Setting baselines before AI deployment

Measuring AI value after deployment is measuring against memory

The standard measurement sequence in AI deployment goes like this. A tool is deployed. After three to six months, the team is asked whether it has made a difference. The team reports that things feel faster or easier. Leadership records this as a positive outcome. The deployment is deemed successful.

This sequence produces confident-sounding evidence that is almost entirely unverifiable. "Things feel faster" is a comparison against a recalled state that nobody measured. The pre-AI condition exists only in memory, and memory is optimistic about change. People who wanted the tool to succeed tend to report that it succeeded.

The consequence is that organisations accumulate AI deployments with reported success rates that bear no relationship to actual impact. Tools that are making genuine differences produce similar reports to tools that are consuming budget and changing very little. Leadership cannot distinguish between them because the measurement framework treats both the same way.

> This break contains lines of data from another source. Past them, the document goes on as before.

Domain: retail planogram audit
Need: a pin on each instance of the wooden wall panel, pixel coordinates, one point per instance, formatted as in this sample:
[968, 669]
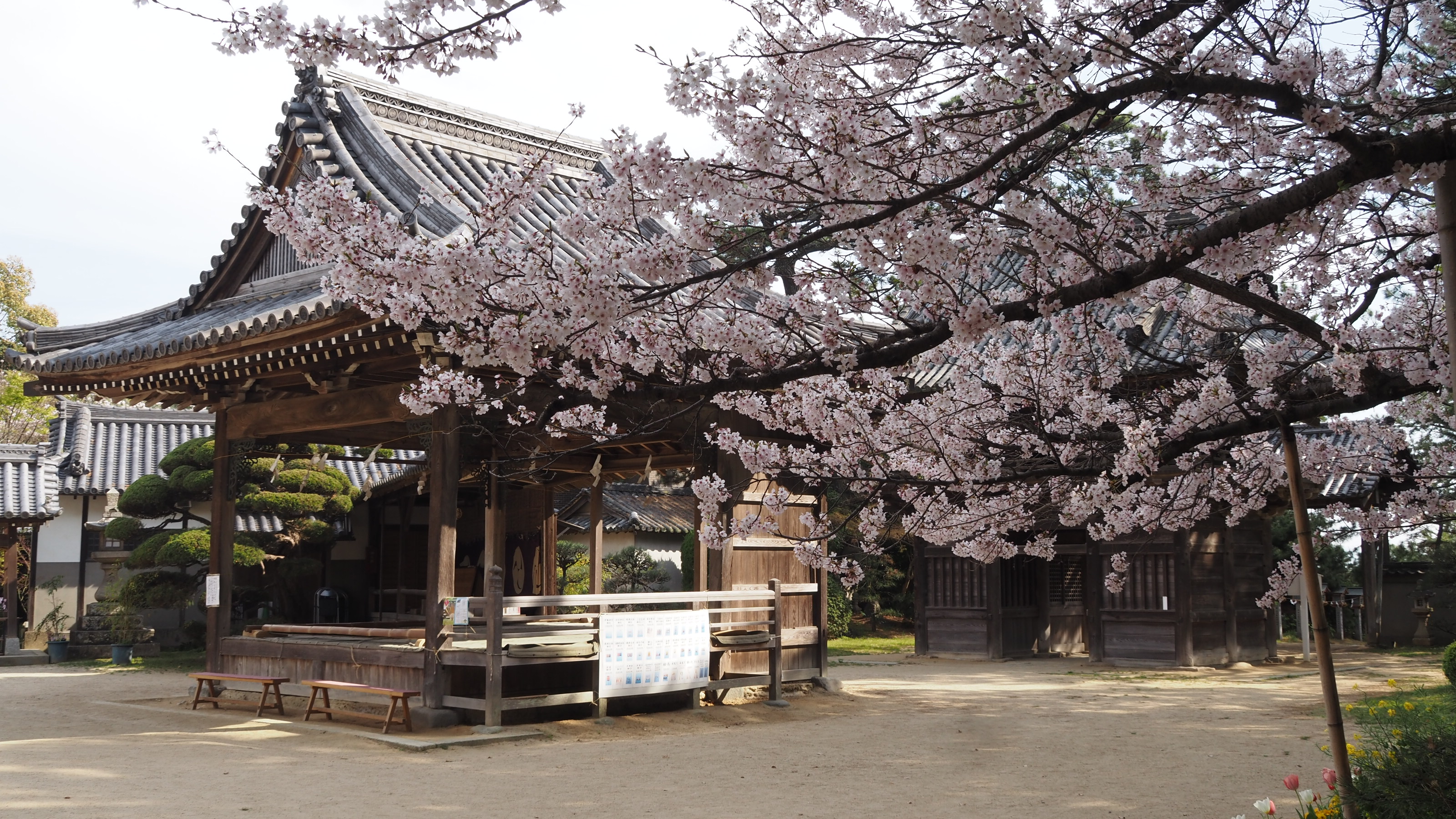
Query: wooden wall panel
[957, 632]
[1139, 640]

When boards or investors ask for evidence of AI value, the organisation reaches for its collection of positive anecdotes. These are credible to people who want to believe them and immediately suspicious to people who are sceptical. Neither group is getting accurate information.

A baseline captures the four things that will change

A baseline is a documented measurement of current performance, taken before the AI deployment begins, against the specific dimensions that the deployment is intended to improve. It creates the reference point that makes post-deployment measurement meaningful.

The baseline does not need to be complex. It needs to be specific and it needs to be captured before the deployment changes the conditions it is measuring. Four dimensions cover the majority of what AI deployments are intended to affect:

Time: how long does the workflow currently take, end to end? Include handoffs, review stages and wait times, not just active working time.
Error rate: how frequently does the current workflow produce errors, rework or corrections? Measure this over at least four weeks to account for variation.
Output volume: how much does the workflow currently produce per person per week? This matters most for content creation, analysis and reporting workflows.
Decision quality: for decision-support workflows, what is the current rate of decisions that are subsequently reversed, escalated or identified as poor? This is harder to measure but the most important for strategic AI deployments.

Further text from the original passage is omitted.